John Klecker might be considered a current day Doogie Howser of construction.
Klecker, 18, will be graduating from River Falls High School on Sunday, but two weeks ago, he graduated from Chippewa Valley Technical College in River Falls.
It’s not typical for high school students to graduate from college before high school, but with CVTC offering high school academies where students attend college during their high school years, it’s becoming more common, said Justin Borgwardt, River Falls Residential Construction instructor.
When Klecker learned he could learn a skill, get full college credit and graduate from both schools at the same time, he was in.
“It is my senior year, and I didn’t want to be sitting in a classroom all day,” he said while standing in the garage of a home he helped build recently. “This was a good opportunity. For me to be outside and only in the classroom two days a week and get hands-on experience, I really wanted to do it.”
Although Klecker never had a huge interest in construction previously, he said now that he’s actually done the work, it’s a lot of “fun.”
He also said he understands better how what he was learning in high school translates to a profession like construction, where he’s using math and measuring skills.
But it wasn’t always right angles and rainbows.
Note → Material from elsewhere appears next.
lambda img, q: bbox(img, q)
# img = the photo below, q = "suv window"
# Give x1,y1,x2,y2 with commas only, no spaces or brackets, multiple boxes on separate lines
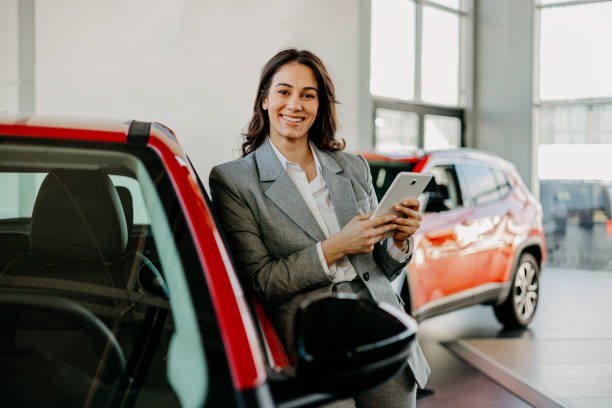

Klecker said pulling up on the job site in River Falls for the first time, to a freshly poured basement and nothing else, was daunting.
“It was so interesting,” he said. “We just looked at each other. Everyone is new to this. But you see the foundation, and you start laying the mudsill, and then one by one, walls go up, and then all of a sudden, the roof trusses are on, and interior walls are up, and it just moves.”
Borgwardt said most of his students don’t have construction experience, but they can build a house by the time they’ve completed their nine-month course.
“It actually works to their advantage to have no prior experience because they haven’t picked up bad habits,” he said. “We teach them the building code and the why behind what they are doing. The process is slower because we’re explaining as we go, but their future employers appreciate it.”
Borgwardt said he takes pride in knowing that the students are ready to build a home when they graduate from the program. Students learn blueprint reading, estimating, framing and construction safety, but they also learn soft skills like communication, accountability, integrity and responsibility.
They have the background knowledge to start their own business. They can easily be trained to be building inspectors because they have the background, he said.
He’s also happy to see a shift in thinking among communities and potential students.
“It’s encouraging to see a shift in people’s attitudes towards accepting the trades as a viable career choice,” he said. “We’re starting to see more parents willing to accept their kids entering into this kind of field. We see attitudes change, and that’s a good thing. Our communities need these skilled workers.”